<初心者マーク>
何度読んでも何度読んでも分からなくて、リアトはとうとう書類を投げ出した。
床にぱらぱらと落ちていくそれを拾わなきゃと思うのだけれど、それを拾ったらまたやらないといけなくなる。
たった数枚視界から消えるだけで、机の上にはまだ紙の束がいくつも置いてあるから現実は変わらない。
それに誰かが部屋に入ってこれば親切心から紙は拾われ再び机上に戻ってくるだろう。
……数分の現実逃避くらいは許してほしい。
目を通してくださいと言われて渡されたけれど、どこから手をつけていいのかも分からないし、どこをどう読んでも理解できない。
ところどころ意味の分からない単語も出てきて、辞書を引きながらだと単語の意味を調べている間に内容を忘れてしまう。
そしてなにより、進みが遅い。
「ううー……」
唸ったところで何が変わるわけでもない。
ほんの五センチもない書類なのに、ラウロに泣きつくわけにもいかないし。
彼の机の上にはリアトの何倍もの紙の束が乗ってるのを少し前に見てしまったし、頼んで仲間になってもらった以上、情けないところなんて見せたくない。

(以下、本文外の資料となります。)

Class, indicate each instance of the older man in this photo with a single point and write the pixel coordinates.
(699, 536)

目はちかちかしてきたし、頭には入ってこないし、いつまで経っても机の上の書類は減らないしで、だんだん泣けてきた。
「もー……っ」
「入るぞー……って、おいどうした」
部屋に入ってきたリーヤが、涙目のリアトを見てぎょっとする。
その手に紙の束を見つけて、リアトの心は更にめげた。
「……それもお仕事?」
「ん? あー……いや、これは俺の。これからラウロんとこ持ってくやつ」
「……そ、か」
これ以上は増えないという事に、少しほっとした。
その表情を見られたようで、リーヤがじ、とリアトの顔を見てくる。
「で、リアトはどーしたよ」
「…………」
言っていいものかどうか分からなくて、机に隠れるように顔を下げるリアトに、リーヤは床に落ちている紙に気付いた。

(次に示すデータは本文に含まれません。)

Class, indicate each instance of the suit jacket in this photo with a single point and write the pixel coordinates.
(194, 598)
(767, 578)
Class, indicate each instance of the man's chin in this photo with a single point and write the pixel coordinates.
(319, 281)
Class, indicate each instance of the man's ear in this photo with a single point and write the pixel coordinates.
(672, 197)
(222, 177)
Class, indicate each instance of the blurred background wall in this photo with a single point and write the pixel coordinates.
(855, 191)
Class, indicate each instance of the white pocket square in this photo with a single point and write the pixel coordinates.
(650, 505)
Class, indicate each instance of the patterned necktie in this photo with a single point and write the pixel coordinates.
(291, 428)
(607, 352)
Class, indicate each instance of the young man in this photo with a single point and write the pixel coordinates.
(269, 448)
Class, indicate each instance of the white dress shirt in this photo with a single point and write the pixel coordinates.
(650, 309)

拾った紙はまだリアトは何も記入していなくて、終わっていないのがすぐに分かってしまうものだ。
案の定、リーヤはそれを見てリアトへと視線を向けてくる。
「……もしかして、全然終わってないとか?」
「…………」
無言のままのリアトに、リーヤが「あちゃあ」という顔をするのを見て、リアトの心はますます降下していく。

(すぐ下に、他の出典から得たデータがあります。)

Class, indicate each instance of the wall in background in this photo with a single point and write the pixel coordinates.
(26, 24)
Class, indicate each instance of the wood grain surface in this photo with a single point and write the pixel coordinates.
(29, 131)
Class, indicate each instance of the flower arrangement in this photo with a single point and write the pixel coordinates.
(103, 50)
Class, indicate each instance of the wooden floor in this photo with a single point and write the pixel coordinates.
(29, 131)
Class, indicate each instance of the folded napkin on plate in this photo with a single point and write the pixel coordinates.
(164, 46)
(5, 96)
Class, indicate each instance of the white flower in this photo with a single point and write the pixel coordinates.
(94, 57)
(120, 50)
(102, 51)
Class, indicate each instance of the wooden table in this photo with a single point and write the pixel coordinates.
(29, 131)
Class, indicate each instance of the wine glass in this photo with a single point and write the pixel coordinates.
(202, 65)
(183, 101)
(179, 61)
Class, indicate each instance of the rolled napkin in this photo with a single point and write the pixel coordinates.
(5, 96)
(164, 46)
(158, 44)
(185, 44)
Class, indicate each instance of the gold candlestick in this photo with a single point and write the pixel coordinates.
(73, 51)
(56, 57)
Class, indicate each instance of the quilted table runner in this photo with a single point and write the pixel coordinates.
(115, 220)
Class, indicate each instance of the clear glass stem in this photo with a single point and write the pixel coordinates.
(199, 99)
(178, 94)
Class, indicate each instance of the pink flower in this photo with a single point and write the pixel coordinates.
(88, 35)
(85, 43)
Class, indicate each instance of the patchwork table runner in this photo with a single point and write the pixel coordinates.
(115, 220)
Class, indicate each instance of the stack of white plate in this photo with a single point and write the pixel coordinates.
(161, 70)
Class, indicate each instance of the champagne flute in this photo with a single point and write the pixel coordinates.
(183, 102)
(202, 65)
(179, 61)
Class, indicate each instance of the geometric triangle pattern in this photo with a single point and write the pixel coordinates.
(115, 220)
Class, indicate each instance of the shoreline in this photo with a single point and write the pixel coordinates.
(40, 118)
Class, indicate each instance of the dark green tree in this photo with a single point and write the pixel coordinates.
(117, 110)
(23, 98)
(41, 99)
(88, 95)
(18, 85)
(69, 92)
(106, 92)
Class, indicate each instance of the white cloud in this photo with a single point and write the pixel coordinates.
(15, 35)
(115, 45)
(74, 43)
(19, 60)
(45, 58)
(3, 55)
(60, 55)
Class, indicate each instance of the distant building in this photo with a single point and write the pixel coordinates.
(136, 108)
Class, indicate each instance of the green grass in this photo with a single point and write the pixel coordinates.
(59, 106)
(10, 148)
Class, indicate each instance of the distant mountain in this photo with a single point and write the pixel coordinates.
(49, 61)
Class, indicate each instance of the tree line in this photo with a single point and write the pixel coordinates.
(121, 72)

やっぱり自分じゃだめなんだ、と思って額を机に押し付ける。
目頭がじわりと熱くなって、鼻の奥がつんとしてくるのを必死で呼吸を止めて堪えていると、ぽん、と頭の上に手が置かれた。
ず、と鼻を啜って、手で顔の下半分を覆う形で目だけリーヤに向けると、床から拾い上げた紙を見ながら、何か納得してたように呟いていた。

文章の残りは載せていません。